US Navy RH-53Ds sweeping the Suez Canal in 1974.

At the same time the land operation was concluding, a water clearance operation called "Nimbus Moon (Water)" was underway. It continued to run until the end of 1974 and, at a much reduced rate, on into 1975. In ""Nimbus Moon (Water)", U.S. Navy EOD divers were to provide both diving and explosives training to Egyptian Navymen. While the Americans were prohibited from actual ordnance operations, they accompanied the Egyptians in the diving boats, serving as on-scene advisors. The canal was searched from bank to bank by an American sonar installed in a Suez Canal Authority pilot boat. Linked with a precise radio navigation system, the sonar made highly accurate charts of the canal bottom. These charts were given to the diving advisors, who directed the Egyptians in systematic investigations of likely ordnance contacts. The ordnance that was discovered, ranging from hand grenades to 907 kg bombs, was usually destroyed in place with explosive charges. Non-ordnance items, from oil drums to tanks, were marked for later removal by Egyptian police divers. Because the canal was slated for future dredging, every piece of refuse of any substantial size had to be removed. The American-Egyptian team completed one full sweep of the canal bottom in late November 1974.

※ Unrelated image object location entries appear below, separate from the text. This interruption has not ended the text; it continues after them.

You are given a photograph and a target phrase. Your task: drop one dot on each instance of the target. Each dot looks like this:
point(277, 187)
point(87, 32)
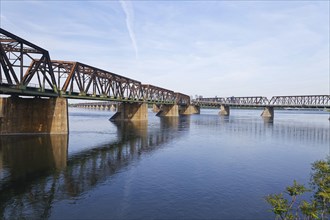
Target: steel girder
point(302, 101)
point(26, 69)
point(313, 101)
point(154, 94)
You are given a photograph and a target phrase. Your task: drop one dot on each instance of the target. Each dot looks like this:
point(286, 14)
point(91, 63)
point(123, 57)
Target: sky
point(204, 48)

Meanwhile, British and French EOD divers were conducting their own searches. Through double-sweeping and, at times, triple-sweeping various areas, more complete coverage could be obtained. Inevitably, each group found items missed by previous divers. The Royal Navy used three minehunting ships, with their high-resolution sonar equipment, and an independent diving group known as the Fleet Clearance Diving Team. The French Navy used both minehunting ships in an active role and minesweepers as support ships. When all the search operations covered by "Nimbus Moon (Water)" were finished in December 1974, a large amount of ordnance had been discovered:

  • Approximately 7.500 unexploded ordnance items were found within the canal proper. They included about 375 rockets, 450 anti-tank mines, 600 projectiles, 825 mortars, 825 anti-personnel mines, a small number of bombs and over 1100 bomblets, plus miscellaneous items such as grenades, scare charges, demolition charges, and unit lots of small ammunition.
  • More than 1.000 unexploded ordnance items were found in harbours, basins and anchorages outside of the canal. They consisted of a large number of miscellaneous items and, in smaller numbers, anti-tank mines, anti-personnel mines, rockets, mortars, projectiles (75 mm) and bomblets.[5]

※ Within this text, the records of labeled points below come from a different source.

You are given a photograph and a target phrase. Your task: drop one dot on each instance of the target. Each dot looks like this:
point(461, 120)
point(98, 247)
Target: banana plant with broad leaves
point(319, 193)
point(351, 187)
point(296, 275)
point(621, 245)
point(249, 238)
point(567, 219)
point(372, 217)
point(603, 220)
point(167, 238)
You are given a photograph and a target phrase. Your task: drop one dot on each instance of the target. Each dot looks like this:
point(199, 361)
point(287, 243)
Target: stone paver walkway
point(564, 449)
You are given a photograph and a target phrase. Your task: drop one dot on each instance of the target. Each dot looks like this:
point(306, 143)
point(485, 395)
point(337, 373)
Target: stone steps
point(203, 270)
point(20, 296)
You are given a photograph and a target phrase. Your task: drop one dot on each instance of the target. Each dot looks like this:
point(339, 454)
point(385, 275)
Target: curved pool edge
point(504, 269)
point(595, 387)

Operation Nimrod Spar[edit]

The last part of the operation was "Nimrod Spar", removing ten designated wrecks from the canal channel. This salvage operation was undertaken by the Murphy Pacific Marine Salvage Company under the direct supervision of the U.S. Navy Supervisor of Salvage. Work commenced on 29 May as teams of divers began to cut away the superstructure of the SS Mecca the largest, 6700 ton, wreck blocking the channel. Additional salvage assets including two large heavy cranes and two heavy lift craft were brought to the canal zone. Survey, trim and rigging and lift operations were conducted simultaneously at multiple locations along the canal. The German heavy cranes Thor and Roland were employed first in the northern reaches of the canal to remove sections of the Mecca and Ismailia, and then near the southern terminus of the canal to clear the Dredge 22, tug Barren and tanker Magd. They then proceeded to the northern end of the Great Bitter Lake to salvage the dredge 15 September, the only wreck whose reuse was desired. The heavy lift craft Crandell and Crilly were employed to lift and remove the four wrecks from the central region of the canal: Dredge 23, tug Mongued, dredge Kasser and a concrete caisson. All salvage operations were completed by 19 December 1974.[6]